Sample handling and storage conditions were deliberately heterogenous, reflecting limited control over logistics during an emerging infectious event (Table 1). Samples had been stored at -20°C and − 80°C, in some cases for up to 10 years, and experienced between zero and at least two pre-extraction freeze-thaw events (Supplementary Table S3). Despite these constraints, known viruses remained detectable by mNGS from Samples 13 and 14 following repeated freeze-thaw cycles and prolonged periods of storage at -20°C, indicating that the workflows retained sensitivity under suboptimal pre-analytical conditions (Supplementary Table S3).

Nucleic Acid Extraction

Extracts from swabs and tissues encompassed a wide range of DNA and RNA concentrations (below the limit of detection to high nanogram per microliter levels), purity ratios (260/280 and 260/230) and RNA integrity metrics (RIN and DV200) (Supplementary Table S4). These measurements were used to adjust library preparation parameters, with nucleic acid concentrations informing the number of PCR cycles and RIN/DV200 guiding fragmentation times. Known viral targets, including SBV (sample1), Mpox IIb (Sample 5) and MDV (Sample 8), were consistently detected in extracts with low nucleic acid concentration, suboptimal purity and reduced RNA integrity (Supplementary Table S4). Overall, there was no apparent association between nucleic acid extract concentration or purity and qualitative viral detection by mNGS, demonstrating the robustness of workflows and their tolerance to degraded or impure input material (Fig. 2A).

Fig. 2

Detection of known viruses by mNGS relative to extract and library measurements. A) Detection of known viruses relative to extract concentration (y-axis) and purity (x-axis). The 260/280 range of pure nucleic acid (1.8–2.2) is indicated by the dashed vertical lines. B) Detection of known viruses relative to library concentration (y-axis) and fragment length (x-axis). The recommended fragment length ranges for cDNA and DNA libraries are indicated with dashed vertical lines.

Library Preparation

Library QC focused on concentration and fragment length distribution as both parameters impact data quality and cluster generation on Illumina NGS instruments. All libraries fell within the expected range of fragment length window, (150–500 bp for cDNA libraries and 300–600 bp for DNA libraries) (Fig. 2B), indicating that integrity-guided fragmentation settings were appropriate for cDNA libraries across the tested extract qualities.
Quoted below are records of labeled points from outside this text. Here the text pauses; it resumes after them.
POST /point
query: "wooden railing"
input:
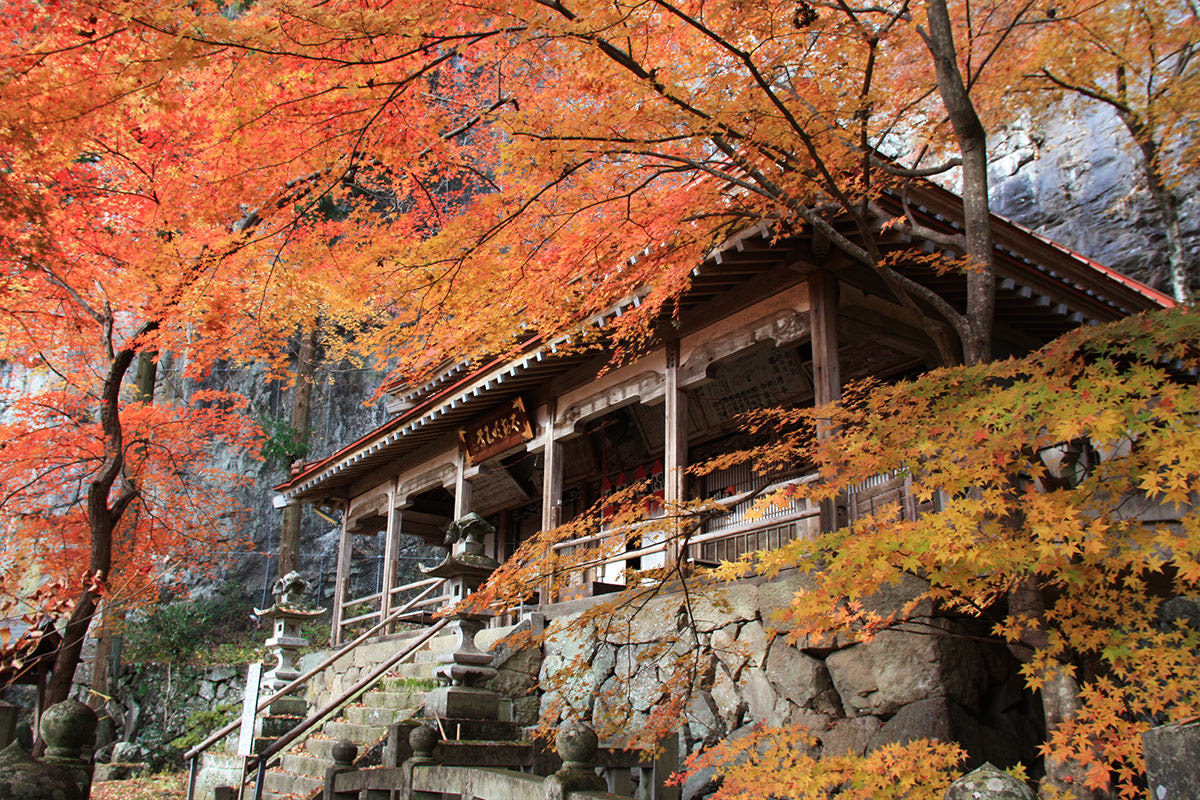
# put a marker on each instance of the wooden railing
(193, 755)
(415, 612)
(729, 536)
Libraries meeting or exceeding the minimum loading concentration (> 600 pM) were generated even from extracts with DNA and RNA concentrations below the limits of detection of high sensitivity fluorometric assays, validating the selected library preparation technologies for low input application. In some instances, library concentrations remained below the detection limit of detection, yet the corresponding datasets still yielded qualitative detection of the expected viruses.

NGS Run Performance

Sequencing was carried out on an Illumina NextSeq 2000 instrument using the SBS-XLEAP chemistry, selected for their combined capacity to deliver high throughput and high-quality short read data suited for pathogen discovery applications. Across runs, core instrument metrics such as yield, cluster occupancy and percentage of bases above Q30 exceeded manufacturer specifications (Supplementary Table S5), consistent with high-quality library preparation and optimal run set up.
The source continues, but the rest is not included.